渡邊 ありがとうございます。日本に来てからは、コンテはどちらかというと踊る機会が少なくなりましたけど。もともと特に好きというわけではなかったんですが、海外で作品をいろいろ経験するうちに好きになりました。コンテのいい部分って、クラシックのいい部分とだいぶ違うんですよね。コンテは、クラシックの型のポジションを越えてさらに先の空間に体を持っていけるし、床の感じ方もやっぱりクラシックとは全然違います。
恩田 フランスにいたときは、コンテはどれくらい踊っていたんですか。
渡邊 トゥールーズでは、シーズンプログラムのうち、半分がクラシック、半分がコンテのトリプル・ビル(3本立て公演)というような構成でした。でも芸術監督が替わると、その割合も変わりますね。最初は監督がニューヨーク・シティ・バレエ出身の方だったので、当然ながら創設者バランシンの作品を中心にクラシックが多めだったんですけど、途中で元パリ・オペラ座バレエの監督に替わり、その方がコンテもお好きだったので、レパートリーにコンテが増えました。
恩田 観るほうも好きですか?
渡邊 コンテは観るのも大好きです。ここ最近は、クリスタル・パイトとマルコ・ゲッケに注目しています。昔からずっと好きなのはマッツ・エックです。
恩田 クリスタル・パイトは、まず自分のカンパニーで作品を完璧に仕上げてから、他のバレエ団にも振り付けるようですね。作品の作り方は、振付家によって全然違ってそうです。
渡邊 作り方だけでなく、作品の色も全然違いますよね。コンテの方が、クラシックよりも振付家の個性が出やすい気がします。パイトは、まるで一つの動物のように見える群舞が特徴的だと思います。
恩田 ええ。有機的に動く塊という感じで。
コンテって、ダンサーによって好き嫌いもあるでしょうが、そもそも踊れる人と踊れない人がはっきりしていると思うんです。不思議なことに、振付どおりにただ踊ってもコンテにならない。この違いをいつも言語化したいと思っているんですけど、なかなかできなくて。
渡邊 作品にもよりますが、僕の感覚では、クラシックの動きは身体の中心に一本のきれいな線が通っているのに対して、コンテは、その線がどんな形にもなれて、力の発散の仕方がクラシックとは違う気がします。クラシックは一つにまとめることが主体になるのに対して、コンテは内側から放出するものが主体になるんじゃないかと。骨一本一本を感じながら動かす感覚はコンテのほうがより必要になりますし、クラシック以上に身体の多様なコントロールが求められるように思います。

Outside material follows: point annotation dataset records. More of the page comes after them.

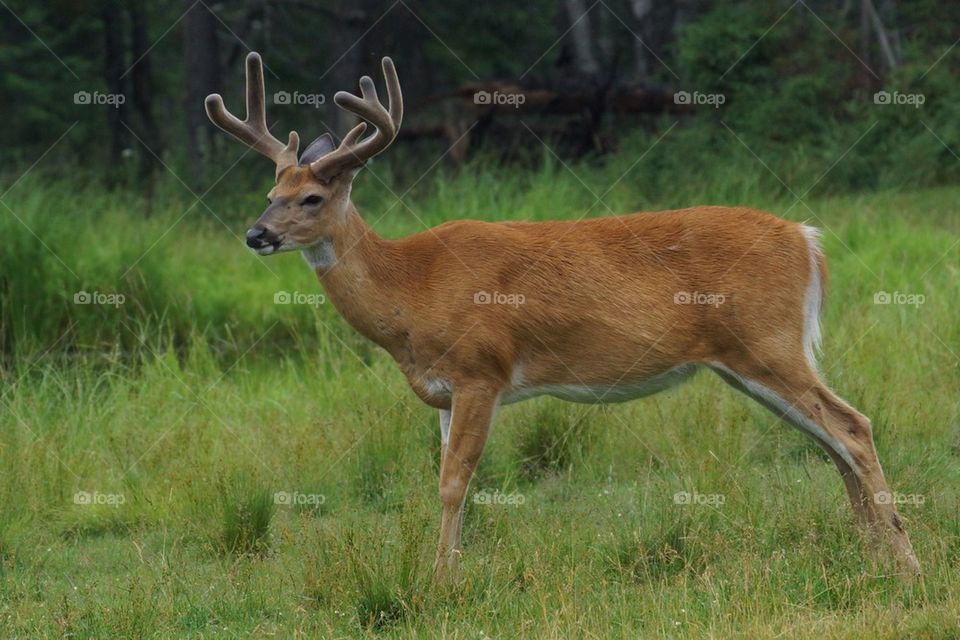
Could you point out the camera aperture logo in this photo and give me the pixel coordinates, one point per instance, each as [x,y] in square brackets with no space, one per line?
[96,98]
[914,100]
[499,99]
[315,100]
[96,297]
[696,98]
[296,297]
[510,299]
[86,498]
[700,499]
[899,297]
[699,298]
[295,498]
[496,498]
[887,497]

恩田 渡邊さんの「DGV」を観たときも思ったんですけど、コンテの得意な人は体のスピードが違うという気がしているんです。物理的なスピードだけでなく、ダンサーの能動性がより求められるというか。それが舞台ではものすごい差となって表れる。
渡邊 もともとの身体能力がとても出やすいと思います、コンテって。
恩田 恐ろしいですね。
渡邊 コンテが素晴らしいダンサーは、クラシックを踊ってもすごいんです。身体のコントロールが緻密にできるんですよね。あまりにも緻密にできるから、クラシックでは飽き足りずコンテだけを踊るようになった人も、僕はこれまでたくさん見てきました。
「踊り」ではなく「表現」を
恩田 でも渡邊さんはクラシックもお好きですよね?
渡邊 もちろんです。
恩田 昨年10月の全幕バレエ「ジゼル」、拝見しました。あの第二幕の、アルブレヒトが百合を持って出てくるシーンがお好きだとか。
渡邊 はい。貴族のアルブレヒトが、自分が裏切った結果として亡くなってしまった村娘ジゼルを弔うシーンですね。
恩田 「ジゼル」や「白鳥の湖」など全幕ものは繰り返し上演されるので、主演の役自体もダンサーにとって定番のレパートリーとなっていきますが、上演のたび、今回はこういう解釈で、という変更はあるんですか?
渡邊 去年の「ジゼル」では、その前のときとは真逆の解釈でやりました。その前のときは、アルブレヒトは純粋にジゼルを好きになったんだけれども、身分の差ゆえ仕方なく隠れて会うしかなかったという解釈で踊りました。それに対して去年は、遊びでちょっと手を出しただけだったけど、ジゼルの死後に事の重大さと彼女の愛に初めて気づき激しく後悔するという解釈だったんです。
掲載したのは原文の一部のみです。